Un sujet qui peut être encore approfondi
Une approche essentiellement opérationnelle
La conquête de la Prusse orientale et la capacité de résistance allemande interpellent. En effet, deux armées pourtant totalement isolées et coupées de leurs bases industrielles et logistiques conservent une capacité de combat plusieurs semaines durant alors même que l’intensité des opérations est particulièrement élevée. La capacité de manœuvre et de contrôle de l’armée allemande en dépit des circonstances impressionnent.
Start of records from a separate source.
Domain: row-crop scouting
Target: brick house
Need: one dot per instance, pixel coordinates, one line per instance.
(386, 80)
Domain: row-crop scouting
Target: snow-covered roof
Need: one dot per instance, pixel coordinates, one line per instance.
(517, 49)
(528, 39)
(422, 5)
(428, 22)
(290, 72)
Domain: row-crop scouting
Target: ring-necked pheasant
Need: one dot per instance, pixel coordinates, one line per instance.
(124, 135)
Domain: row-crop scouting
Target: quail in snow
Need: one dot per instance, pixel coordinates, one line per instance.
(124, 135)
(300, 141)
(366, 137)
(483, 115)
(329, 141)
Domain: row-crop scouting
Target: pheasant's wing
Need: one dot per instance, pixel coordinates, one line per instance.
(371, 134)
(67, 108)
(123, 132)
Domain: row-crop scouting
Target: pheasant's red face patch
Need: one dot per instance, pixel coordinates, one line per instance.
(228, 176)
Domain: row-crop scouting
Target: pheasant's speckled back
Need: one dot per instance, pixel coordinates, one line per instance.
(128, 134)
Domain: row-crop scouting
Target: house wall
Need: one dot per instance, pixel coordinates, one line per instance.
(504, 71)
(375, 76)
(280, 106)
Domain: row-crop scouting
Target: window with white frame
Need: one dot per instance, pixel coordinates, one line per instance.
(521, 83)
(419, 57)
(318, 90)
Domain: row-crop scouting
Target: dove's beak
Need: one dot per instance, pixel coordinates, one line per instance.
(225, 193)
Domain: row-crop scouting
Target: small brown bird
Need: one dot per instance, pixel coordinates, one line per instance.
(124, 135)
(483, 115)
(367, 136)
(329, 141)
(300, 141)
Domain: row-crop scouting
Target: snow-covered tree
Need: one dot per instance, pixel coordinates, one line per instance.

Au-delà du récit opérationnels, le drame des civils et l’attitude de l’Armée rouge méritent également de plus amples développements. Dans toutes les guerres, ces questions demeurent loin d’être accessoires et peuvent peser directement ou indirectement sur la bataille et la gestion de l’après.
Iconographie et infographie
Alors que le récit se veut très opérationnel et que la géographie tient une part importante dans la compréhension des enjeux et des combats, la seule carte proposée est celle de la chute de Königsberg qui finalement ne représente qu’une petite partie du texte. Insuffisant pour permettre la compréhension géographique, pourtant indispensable, du sujet.
En plus des habituels profils couleurs, des vues 3D d’un Befehlspanzer V Ausf. G et d’un ISU-122 sont proposées. Malheureusement pour ce dernier, les trois représentations le montrent sur son côté gauche et sont donc assez similaires. Des vues intérieures ou en écorché auraient été plus intéressantes.
Ordre de bataille
Comme souvent, l’ordre de bataille se contente de lister, dans le texte, les armées et quelques grandes unités, mais sans véritablement entrer dans le détail qualitatif ni les unités de soutien attachées aux grands commandements. En dépit des apparences, le nombre de divisions et de chars ne permettent pas de valoriser seul l’état des forces qui s’opposent. Il faudrait même y ajouter les stocks de munitions et d’essence.
Conclusion
Laurent TIRONE maîtrise assurément son sujet et son style. Les dix-huit pages de son article brossent un panorama assez complet des combats pour la Prusse orientale de janvier à fin avril 1945 et parvient à en transcrire toute l’intensité. L’idée des trois articles pour un même dossier parait intéressante mais aurait pu être davantage optimisée pour faciliter la fluidité de lecture et la compréhension globales des opérations.
Ainsi, les extraits du livre du Lawrence PATERSON auraient pu être disséminés dans l’article de Laurent TIRONE dans des encarts spécifiques. Cela aurait en outre eu l’avantage de gommer la désagréable impression de payer le même texte plusieurs fois quand le lecteur se procure également le livre.
Il aurait été également possible de parler davantage des fortifications mises en place par les Allemands et surtout les options retenues pour lutter contre les masses blindées soviétiques. De quoi profiter de l’occasion pour rappeler la sortie du livre de Loïc CHARPENTIER sur l’artillerie antichar allemande… Sans parler également des particularités de l’Armée rouge, occasion pourquoi pas de faire le lien avec les deux volumes proposés par Nicolas PONTIC. Il y a donc de quoi mélanger astucieusement promotionnel et optimisation de l’espace éditorial.
L’introduction d’une dimension plus analytique en complément du récit opérationnel permettrait également de tisser plus facilement des liens éditoriaux avec des affrontements similaires comme ceux qui se déroulent lors de la guerre déclenché par la Russie en Ukraine en 2022.